In sé l’evento è comunque significativo, perché è la prima volta dopo anni che il governo lo celebra; a maggior ragione, visto che Renzi ha sempre negato qualsiasi dialogo con Cgil, Cisl e Uil. Chiaro pure l’intento mediatico, anzitutto dal lato di Palazzo Chigi: “Riapriremo persino la sala verde di Palazzo Chigi, quella degli incontri coi sindacati, si vede che sto invecchiando”, gigioneggia infatti il premier, avendo tutta la convenienza alla riapertura.
Assai meno chiara la sostanza, ovvero la sua utilità. La Camusso lamenta che l’ordine del giorno, in cui si parla solo di “riforme”, “è generico”, ma chiarisce: “Andiamo a sentire ma non basta un incontro per dire che vanno bene le politiche del governo. Se il governo va avanti con le politiche annunciate è evidente che andrà avanti la mobilitazione”. Muso duro? Fino a un certo punto: “In altri tempi, a queste condizioni, i sindacati si sarebbero rifiutati di andare a un incontro così”, ragionano nei corridoi di Palazzo, spiegando la debolezza intrinseca in cui si dibatte la triplice.

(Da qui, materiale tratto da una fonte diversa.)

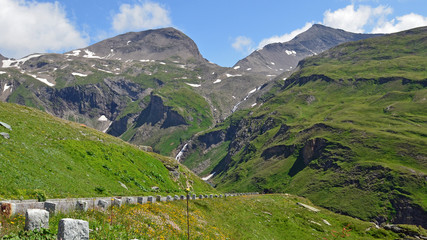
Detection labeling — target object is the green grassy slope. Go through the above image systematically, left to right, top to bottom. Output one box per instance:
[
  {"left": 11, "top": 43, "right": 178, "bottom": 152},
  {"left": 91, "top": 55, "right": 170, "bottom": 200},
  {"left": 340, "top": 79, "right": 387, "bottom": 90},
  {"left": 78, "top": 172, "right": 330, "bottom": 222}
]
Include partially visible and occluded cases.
[
  {"left": 189, "top": 28, "right": 427, "bottom": 227},
  {"left": 0, "top": 103, "right": 212, "bottom": 199},
  {"left": 0, "top": 195, "right": 427, "bottom": 239}
]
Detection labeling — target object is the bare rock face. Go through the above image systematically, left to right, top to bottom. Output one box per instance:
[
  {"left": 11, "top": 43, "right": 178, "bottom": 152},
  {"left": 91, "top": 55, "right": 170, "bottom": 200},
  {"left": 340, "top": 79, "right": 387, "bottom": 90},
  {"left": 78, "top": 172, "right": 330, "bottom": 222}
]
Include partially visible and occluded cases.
[{"left": 76, "top": 28, "right": 206, "bottom": 61}]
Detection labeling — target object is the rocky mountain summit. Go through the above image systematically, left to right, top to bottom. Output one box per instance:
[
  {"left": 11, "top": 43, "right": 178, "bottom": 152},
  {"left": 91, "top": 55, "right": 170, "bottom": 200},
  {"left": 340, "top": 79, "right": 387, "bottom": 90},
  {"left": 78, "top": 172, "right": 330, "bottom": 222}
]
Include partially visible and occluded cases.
[
  {"left": 234, "top": 24, "right": 380, "bottom": 76},
  {"left": 0, "top": 25, "right": 384, "bottom": 155},
  {"left": 66, "top": 28, "right": 206, "bottom": 62}
]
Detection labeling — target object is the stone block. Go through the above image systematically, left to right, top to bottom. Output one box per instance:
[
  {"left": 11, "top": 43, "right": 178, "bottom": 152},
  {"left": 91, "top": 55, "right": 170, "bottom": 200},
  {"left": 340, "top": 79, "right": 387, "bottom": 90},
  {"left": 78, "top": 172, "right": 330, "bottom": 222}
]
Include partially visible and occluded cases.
[
  {"left": 147, "top": 196, "right": 156, "bottom": 203},
  {"left": 124, "top": 197, "right": 136, "bottom": 205},
  {"left": 138, "top": 197, "right": 148, "bottom": 204},
  {"left": 111, "top": 198, "right": 122, "bottom": 207},
  {"left": 96, "top": 199, "right": 108, "bottom": 209},
  {"left": 76, "top": 200, "right": 89, "bottom": 211},
  {"left": 0, "top": 202, "right": 16, "bottom": 217},
  {"left": 44, "top": 202, "right": 58, "bottom": 214},
  {"left": 24, "top": 209, "right": 49, "bottom": 231},
  {"left": 58, "top": 218, "right": 89, "bottom": 240}
]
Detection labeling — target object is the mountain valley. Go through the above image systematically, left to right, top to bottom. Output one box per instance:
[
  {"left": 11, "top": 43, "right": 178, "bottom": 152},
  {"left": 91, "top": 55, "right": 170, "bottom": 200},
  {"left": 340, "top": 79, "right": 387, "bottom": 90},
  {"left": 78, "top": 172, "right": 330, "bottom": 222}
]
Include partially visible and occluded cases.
[{"left": 0, "top": 24, "right": 427, "bottom": 238}]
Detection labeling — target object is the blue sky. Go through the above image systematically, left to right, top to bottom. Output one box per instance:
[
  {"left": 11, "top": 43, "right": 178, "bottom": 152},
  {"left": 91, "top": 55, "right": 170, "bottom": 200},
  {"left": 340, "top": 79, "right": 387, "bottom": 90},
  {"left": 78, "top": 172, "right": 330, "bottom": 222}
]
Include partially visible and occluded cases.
[{"left": 0, "top": 0, "right": 427, "bottom": 66}]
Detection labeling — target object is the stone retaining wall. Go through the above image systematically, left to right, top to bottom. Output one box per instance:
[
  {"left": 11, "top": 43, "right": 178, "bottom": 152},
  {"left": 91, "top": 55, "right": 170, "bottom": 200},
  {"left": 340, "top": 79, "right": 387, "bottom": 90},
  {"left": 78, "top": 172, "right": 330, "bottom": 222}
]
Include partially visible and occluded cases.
[{"left": 0, "top": 193, "right": 259, "bottom": 216}]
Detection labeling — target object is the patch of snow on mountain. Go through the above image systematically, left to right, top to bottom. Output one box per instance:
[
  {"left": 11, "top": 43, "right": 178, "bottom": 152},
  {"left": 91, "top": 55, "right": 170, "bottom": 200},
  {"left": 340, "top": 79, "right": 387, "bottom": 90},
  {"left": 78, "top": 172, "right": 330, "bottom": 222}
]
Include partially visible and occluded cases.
[
  {"left": 83, "top": 49, "right": 101, "bottom": 59},
  {"left": 65, "top": 50, "right": 81, "bottom": 57},
  {"left": 285, "top": 50, "right": 297, "bottom": 56},
  {"left": 2, "top": 54, "right": 41, "bottom": 68},
  {"left": 97, "top": 68, "right": 113, "bottom": 74},
  {"left": 71, "top": 73, "right": 87, "bottom": 77},
  {"left": 225, "top": 73, "right": 242, "bottom": 77},
  {"left": 30, "top": 75, "right": 55, "bottom": 87},
  {"left": 3, "top": 83, "right": 12, "bottom": 92},
  {"left": 185, "top": 83, "right": 202, "bottom": 87},
  {"left": 248, "top": 88, "right": 256, "bottom": 94},
  {"left": 98, "top": 115, "right": 108, "bottom": 122},
  {"left": 102, "top": 121, "right": 113, "bottom": 133}
]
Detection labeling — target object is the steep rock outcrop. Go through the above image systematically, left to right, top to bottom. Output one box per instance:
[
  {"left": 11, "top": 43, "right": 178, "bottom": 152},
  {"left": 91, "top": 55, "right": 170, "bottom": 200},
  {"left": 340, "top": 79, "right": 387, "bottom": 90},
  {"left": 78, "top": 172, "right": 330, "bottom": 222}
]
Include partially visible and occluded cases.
[{"left": 136, "top": 94, "right": 188, "bottom": 128}]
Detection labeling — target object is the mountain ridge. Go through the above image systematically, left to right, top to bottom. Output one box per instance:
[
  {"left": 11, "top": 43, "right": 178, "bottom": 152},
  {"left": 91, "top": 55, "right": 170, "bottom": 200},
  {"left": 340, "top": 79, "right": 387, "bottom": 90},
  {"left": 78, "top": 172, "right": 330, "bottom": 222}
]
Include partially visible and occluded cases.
[
  {"left": 234, "top": 24, "right": 382, "bottom": 75},
  {"left": 182, "top": 27, "right": 427, "bottom": 228}
]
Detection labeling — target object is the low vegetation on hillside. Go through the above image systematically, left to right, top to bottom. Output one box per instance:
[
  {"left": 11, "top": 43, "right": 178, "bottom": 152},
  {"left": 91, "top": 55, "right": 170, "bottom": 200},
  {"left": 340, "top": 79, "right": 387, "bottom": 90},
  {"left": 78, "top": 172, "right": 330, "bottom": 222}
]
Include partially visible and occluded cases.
[
  {"left": 185, "top": 28, "right": 427, "bottom": 227},
  {"left": 0, "top": 103, "right": 214, "bottom": 199},
  {"left": 0, "top": 194, "right": 427, "bottom": 239}
]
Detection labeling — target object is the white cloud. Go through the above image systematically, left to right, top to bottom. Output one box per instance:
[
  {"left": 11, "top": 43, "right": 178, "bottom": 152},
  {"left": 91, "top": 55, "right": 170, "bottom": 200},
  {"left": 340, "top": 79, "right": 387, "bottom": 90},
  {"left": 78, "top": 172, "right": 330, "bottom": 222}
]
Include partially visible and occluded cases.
[
  {"left": 0, "top": 0, "right": 89, "bottom": 58},
  {"left": 112, "top": 2, "right": 171, "bottom": 32},
  {"left": 323, "top": 4, "right": 393, "bottom": 33},
  {"left": 372, "top": 13, "right": 427, "bottom": 33},
  {"left": 258, "top": 23, "right": 313, "bottom": 49},
  {"left": 232, "top": 36, "right": 254, "bottom": 53}
]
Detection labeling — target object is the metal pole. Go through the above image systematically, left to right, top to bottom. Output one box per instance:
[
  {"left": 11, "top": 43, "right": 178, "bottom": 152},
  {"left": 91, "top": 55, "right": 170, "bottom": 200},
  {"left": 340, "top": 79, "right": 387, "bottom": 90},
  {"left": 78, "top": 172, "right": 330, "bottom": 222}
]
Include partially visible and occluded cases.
[{"left": 187, "top": 193, "right": 190, "bottom": 240}]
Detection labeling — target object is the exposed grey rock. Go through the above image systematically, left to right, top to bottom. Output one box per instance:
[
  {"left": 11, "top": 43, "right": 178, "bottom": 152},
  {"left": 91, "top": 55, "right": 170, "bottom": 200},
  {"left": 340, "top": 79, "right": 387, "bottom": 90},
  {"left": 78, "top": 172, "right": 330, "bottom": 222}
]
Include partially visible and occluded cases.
[
  {"left": 0, "top": 122, "right": 12, "bottom": 131},
  {"left": 0, "top": 132, "right": 10, "bottom": 139},
  {"left": 147, "top": 196, "right": 156, "bottom": 203},
  {"left": 125, "top": 197, "right": 137, "bottom": 204},
  {"left": 137, "top": 197, "right": 148, "bottom": 204},
  {"left": 111, "top": 198, "right": 122, "bottom": 207},
  {"left": 97, "top": 199, "right": 108, "bottom": 209},
  {"left": 76, "top": 200, "right": 89, "bottom": 211},
  {"left": 44, "top": 202, "right": 57, "bottom": 214},
  {"left": 25, "top": 209, "right": 49, "bottom": 231},
  {"left": 58, "top": 218, "right": 89, "bottom": 240}
]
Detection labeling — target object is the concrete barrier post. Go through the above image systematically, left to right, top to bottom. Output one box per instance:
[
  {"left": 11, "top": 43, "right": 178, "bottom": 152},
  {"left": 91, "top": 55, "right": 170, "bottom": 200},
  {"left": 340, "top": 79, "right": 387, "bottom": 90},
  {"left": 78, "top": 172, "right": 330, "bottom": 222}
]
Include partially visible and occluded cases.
[
  {"left": 147, "top": 196, "right": 156, "bottom": 203},
  {"left": 138, "top": 197, "right": 148, "bottom": 204},
  {"left": 76, "top": 200, "right": 89, "bottom": 212},
  {"left": 0, "top": 202, "right": 16, "bottom": 217},
  {"left": 44, "top": 202, "right": 57, "bottom": 215},
  {"left": 24, "top": 209, "right": 49, "bottom": 231},
  {"left": 58, "top": 218, "right": 89, "bottom": 240}
]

Insomma l’incontro sarebbe una dimostrazione di forza del premier, più che altro. Tanto più che, sulla sua e-news, Renzi spiega che andrà a presentare la proposta sul Tfr in busta paga, per “verificarne la fattibilità”: l’idea, ancora tutta da scrivere per finire all’interno della Legge di Stabilità e intanto ripetutamente sponsorizzata, è stata accolta dai sindacati con una certa freddezza, ma era in passato una proposta della Fiom di Landini.
Cominciare il confronto da lì, equivale insomma a mettere il dito nell’occhio alle differenze interne, come prodromo per una serie di annunci, piuttosto che per l’apertura di un dialogo in senso proprio. Mentre la Camusso insiste nel paragone tra Renzi e Thatcher, del resto, è soltanto il leader (non a caso uscente) della Cisl Raffaele Bonanni a far brillare un ago di ottimismo in fondo al tunnel: “In un’ora si possono fare molte cose”, dice, “spero che il governo cambi davvero strada”.

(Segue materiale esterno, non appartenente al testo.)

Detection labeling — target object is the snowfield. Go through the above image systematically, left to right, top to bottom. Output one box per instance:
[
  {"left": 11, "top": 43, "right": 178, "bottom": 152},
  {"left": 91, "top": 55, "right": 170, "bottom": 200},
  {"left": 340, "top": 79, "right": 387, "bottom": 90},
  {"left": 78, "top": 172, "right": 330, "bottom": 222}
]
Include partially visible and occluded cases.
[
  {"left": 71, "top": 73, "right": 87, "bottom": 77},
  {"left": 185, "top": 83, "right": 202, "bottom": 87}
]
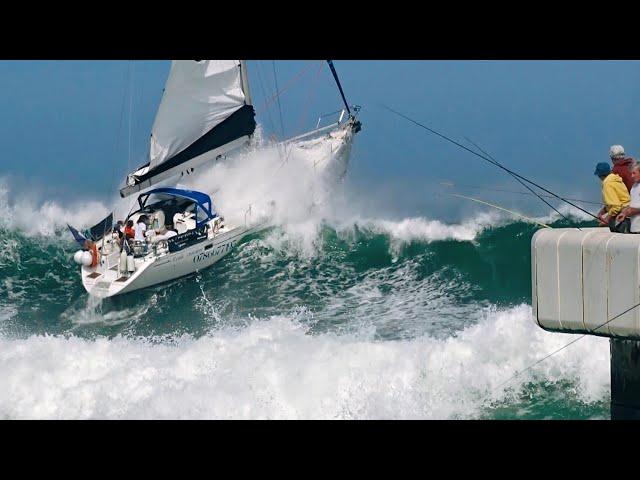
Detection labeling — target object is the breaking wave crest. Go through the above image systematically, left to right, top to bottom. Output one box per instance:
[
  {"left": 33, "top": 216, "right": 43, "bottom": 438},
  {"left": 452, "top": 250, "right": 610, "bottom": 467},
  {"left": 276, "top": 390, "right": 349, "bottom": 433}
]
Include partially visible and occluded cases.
[{"left": 0, "top": 305, "right": 609, "bottom": 419}]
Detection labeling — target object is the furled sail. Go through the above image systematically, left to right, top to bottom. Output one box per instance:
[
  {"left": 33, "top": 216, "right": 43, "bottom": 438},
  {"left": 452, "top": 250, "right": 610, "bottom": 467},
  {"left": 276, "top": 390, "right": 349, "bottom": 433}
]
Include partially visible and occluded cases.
[{"left": 120, "top": 60, "right": 256, "bottom": 196}]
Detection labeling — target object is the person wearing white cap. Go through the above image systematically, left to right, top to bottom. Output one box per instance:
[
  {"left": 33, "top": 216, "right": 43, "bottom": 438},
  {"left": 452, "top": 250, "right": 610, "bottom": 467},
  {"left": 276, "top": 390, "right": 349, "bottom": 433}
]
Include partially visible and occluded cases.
[{"left": 609, "top": 145, "right": 635, "bottom": 192}]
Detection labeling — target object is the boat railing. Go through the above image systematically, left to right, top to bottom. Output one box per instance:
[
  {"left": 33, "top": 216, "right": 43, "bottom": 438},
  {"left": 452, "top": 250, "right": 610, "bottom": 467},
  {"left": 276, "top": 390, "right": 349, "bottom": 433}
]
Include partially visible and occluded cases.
[{"left": 279, "top": 107, "right": 359, "bottom": 144}]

Fosca, e solo fosca, è invece l’aria nel Pd sul Jobs act, terreno sul quale renziani e minoranza restano asserragliati ciascuno nel suo castello. I primi, inclinando verso il ricorso alla fiducia da parte del governo; gli altri, minacciando sfracelli. Stefano Fassina, via tweet, lancia il messaggio più eloquente: “Se la delega resta in bianco è invotabile e con la fiducia conseguenze politiche”. Insomma: se si soffoca il dibattito interno, chissà dove si va a finire. “Sul piano politico sarebbe un segnale di profonda rottura”, dice Pippo Civati. Mentre il presidente della commissione Lavoro del Senato Cesare Damiano avverte: “Mettere la fiducia sarebbe un atto sbagliato e grave, occorre proseguire il dibattito sugli emendamenti che abbiamo presentato, senza tagliole”. Insomma, ci sono tutte le nuance della pattuglia dei critici. Compresa quella, appena più soft, di Gianni Cuperlo: “Il governo ci pensi bene, la fiducia è lo strumento meno adatto”, avverte. Tanto più perché la faccenda è stata impostata su un “prendere o lasciare”, mentre la “fiducia non si vota a prescindere dalla riforma”. Insomma la tentazione dell’ “azzardo”, come la chiama il deputato Pd Matteo Colaninno, fa ben capolino nelle fila della minoranza: ma la parola, intanto, è al governo.